Início / LGBT / O ALUNO PREFERIDO / 1 - O TORMENTO
1 - O TORMENTO

Atenção: asterísticos ao decorrer da história indicam passagem de tempo.

Para Erick, seu tormento começara quando o homem de vinte e seis anos se viu completamente apaixonado por um colega de trabalho: Yuri, cabelos e olhos brilhantemente escuros, porte físico típico de quem frequenta academia e um sorriso de tirar o fôlego, tudo isso para compensar sua personalidade absolutamente tosca e homofóbica. 

Yuri era do tipo que adorava pegar no pé dos alunos novatos que fossem minimamente afeminados ou tímidos demais, que virava descaradamente o rosto ao encontrar qualquer mulher com um corpo "gostosinho" - em suas próprias palavras - e que, por fim, nutria uma amizade muito próxima de Erick, o usando como confidente de seu casamento quase fracassado de quatro anos com uma garçonete de quitanda de salgadinhos.

Talvez por serem tão íntimos, houvera um momento em que Erick olhou de forma diferente para o idiota em descrição, o enxergando como além de um amigo tosco, como se...

 Vocês fossem feitos um para o outro? - escutou a voz doce de Selena, sua melhor amiga, soar seguido de uma risada  Erick, por favor!
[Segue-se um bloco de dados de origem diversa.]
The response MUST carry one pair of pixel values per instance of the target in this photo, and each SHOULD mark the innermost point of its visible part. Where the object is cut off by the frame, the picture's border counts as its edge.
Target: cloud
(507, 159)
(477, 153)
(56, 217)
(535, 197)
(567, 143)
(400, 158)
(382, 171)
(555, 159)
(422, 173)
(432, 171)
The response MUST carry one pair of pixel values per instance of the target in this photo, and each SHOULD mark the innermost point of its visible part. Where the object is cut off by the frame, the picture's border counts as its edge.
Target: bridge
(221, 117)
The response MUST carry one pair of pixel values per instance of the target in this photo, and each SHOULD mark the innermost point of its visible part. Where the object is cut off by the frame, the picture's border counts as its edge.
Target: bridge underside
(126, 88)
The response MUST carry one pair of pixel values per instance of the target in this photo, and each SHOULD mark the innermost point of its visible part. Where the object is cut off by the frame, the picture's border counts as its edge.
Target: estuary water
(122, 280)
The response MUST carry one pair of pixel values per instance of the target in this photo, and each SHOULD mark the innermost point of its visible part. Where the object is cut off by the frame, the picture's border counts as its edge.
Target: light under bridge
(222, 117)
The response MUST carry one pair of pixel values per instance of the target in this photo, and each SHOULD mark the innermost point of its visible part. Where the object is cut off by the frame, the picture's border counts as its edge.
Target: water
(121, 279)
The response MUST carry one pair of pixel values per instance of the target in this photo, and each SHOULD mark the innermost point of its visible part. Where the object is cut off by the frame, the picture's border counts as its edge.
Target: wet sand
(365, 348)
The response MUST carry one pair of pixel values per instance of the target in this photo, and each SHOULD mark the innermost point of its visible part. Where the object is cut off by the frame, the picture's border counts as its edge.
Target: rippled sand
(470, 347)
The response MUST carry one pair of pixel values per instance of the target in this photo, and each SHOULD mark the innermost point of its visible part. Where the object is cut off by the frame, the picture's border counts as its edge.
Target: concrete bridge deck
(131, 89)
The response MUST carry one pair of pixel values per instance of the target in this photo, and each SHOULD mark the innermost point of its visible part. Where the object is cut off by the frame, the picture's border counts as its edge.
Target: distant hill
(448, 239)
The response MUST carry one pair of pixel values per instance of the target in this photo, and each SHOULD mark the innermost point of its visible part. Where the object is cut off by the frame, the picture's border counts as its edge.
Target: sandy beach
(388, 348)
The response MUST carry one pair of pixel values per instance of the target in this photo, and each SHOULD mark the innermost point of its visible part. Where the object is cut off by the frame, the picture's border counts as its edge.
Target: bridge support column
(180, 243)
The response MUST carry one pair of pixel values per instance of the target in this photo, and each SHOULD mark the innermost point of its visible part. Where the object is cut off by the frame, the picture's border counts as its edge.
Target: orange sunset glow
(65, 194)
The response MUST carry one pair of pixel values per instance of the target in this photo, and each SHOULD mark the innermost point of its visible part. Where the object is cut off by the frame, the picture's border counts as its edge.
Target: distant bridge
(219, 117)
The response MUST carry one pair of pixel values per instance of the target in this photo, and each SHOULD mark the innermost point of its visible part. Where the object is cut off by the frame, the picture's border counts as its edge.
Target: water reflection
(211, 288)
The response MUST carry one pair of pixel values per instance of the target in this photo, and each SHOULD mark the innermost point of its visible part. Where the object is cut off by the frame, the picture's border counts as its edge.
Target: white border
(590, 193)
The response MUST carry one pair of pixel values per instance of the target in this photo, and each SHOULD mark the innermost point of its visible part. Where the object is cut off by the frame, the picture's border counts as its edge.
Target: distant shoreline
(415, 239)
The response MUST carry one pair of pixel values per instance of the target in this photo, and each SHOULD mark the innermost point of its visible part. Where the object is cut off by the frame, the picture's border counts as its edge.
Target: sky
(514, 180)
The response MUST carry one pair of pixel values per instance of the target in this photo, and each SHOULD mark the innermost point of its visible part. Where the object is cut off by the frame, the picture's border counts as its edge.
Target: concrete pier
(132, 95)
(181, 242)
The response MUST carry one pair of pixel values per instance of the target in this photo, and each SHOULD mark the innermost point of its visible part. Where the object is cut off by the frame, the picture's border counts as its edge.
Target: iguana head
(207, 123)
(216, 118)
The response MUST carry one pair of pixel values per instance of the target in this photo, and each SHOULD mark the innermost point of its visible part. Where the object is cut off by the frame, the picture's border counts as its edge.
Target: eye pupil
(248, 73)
Você passou os últimos três minutos dizendo o quão horrível esse tal de Yuri é, e termina com uma conclusão dessas? - E ria.
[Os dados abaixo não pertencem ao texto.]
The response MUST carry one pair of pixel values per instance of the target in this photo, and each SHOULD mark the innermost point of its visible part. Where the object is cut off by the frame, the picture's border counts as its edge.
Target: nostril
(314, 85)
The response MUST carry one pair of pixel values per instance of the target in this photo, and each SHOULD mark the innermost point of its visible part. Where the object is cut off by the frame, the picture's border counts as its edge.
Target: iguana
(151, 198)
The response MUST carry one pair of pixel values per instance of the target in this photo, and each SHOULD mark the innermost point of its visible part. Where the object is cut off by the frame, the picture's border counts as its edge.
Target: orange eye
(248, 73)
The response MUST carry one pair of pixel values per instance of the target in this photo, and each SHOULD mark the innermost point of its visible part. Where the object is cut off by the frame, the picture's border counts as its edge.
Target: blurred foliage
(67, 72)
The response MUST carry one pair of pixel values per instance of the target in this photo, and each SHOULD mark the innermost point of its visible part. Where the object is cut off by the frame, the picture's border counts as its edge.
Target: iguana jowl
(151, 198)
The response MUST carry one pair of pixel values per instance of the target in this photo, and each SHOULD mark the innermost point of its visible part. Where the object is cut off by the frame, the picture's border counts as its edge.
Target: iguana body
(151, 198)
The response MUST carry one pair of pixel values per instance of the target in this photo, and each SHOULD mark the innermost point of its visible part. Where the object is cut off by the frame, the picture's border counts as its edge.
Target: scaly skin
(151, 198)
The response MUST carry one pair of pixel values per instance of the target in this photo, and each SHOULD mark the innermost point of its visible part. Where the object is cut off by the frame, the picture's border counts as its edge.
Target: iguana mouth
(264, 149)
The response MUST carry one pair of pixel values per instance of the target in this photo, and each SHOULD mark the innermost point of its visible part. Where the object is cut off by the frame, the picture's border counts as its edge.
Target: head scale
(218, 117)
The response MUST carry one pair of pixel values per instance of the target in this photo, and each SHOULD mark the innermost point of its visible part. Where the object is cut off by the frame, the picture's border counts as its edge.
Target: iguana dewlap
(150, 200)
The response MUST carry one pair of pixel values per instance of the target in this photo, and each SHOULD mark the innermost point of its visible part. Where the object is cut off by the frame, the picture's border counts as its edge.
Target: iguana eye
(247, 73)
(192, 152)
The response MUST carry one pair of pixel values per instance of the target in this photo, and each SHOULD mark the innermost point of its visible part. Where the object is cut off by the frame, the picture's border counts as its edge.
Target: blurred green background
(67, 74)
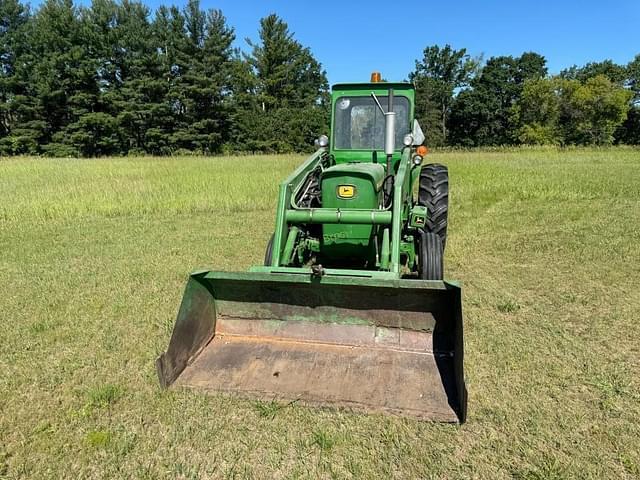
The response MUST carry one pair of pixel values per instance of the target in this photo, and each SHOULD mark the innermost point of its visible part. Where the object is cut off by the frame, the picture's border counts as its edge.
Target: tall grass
(94, 256)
O loiro respirou fundo, massageando o espaço entre as duas sobrancelhas, tentando manter a paciência com aquela reuniãozinha de almoço em plena faculdade – onde ele trabalhava.  Eu o conheço, ok? Sei que...apesar disso tudo, ele é um cara muito legal. Pelo menos comigo. - tentou se defender, não conseguindo sair do olhar de reprovação da morena.

Selena era alta e magra, não tinha muitas curvas e também não gostava de exibir os cachos lindos e volumosos de seus cabelos castanhos, optando por deixá-los impecavelmente lisos ou até mesmo utilizar as famosas laces – perucas caras e incrivelmente realistas. 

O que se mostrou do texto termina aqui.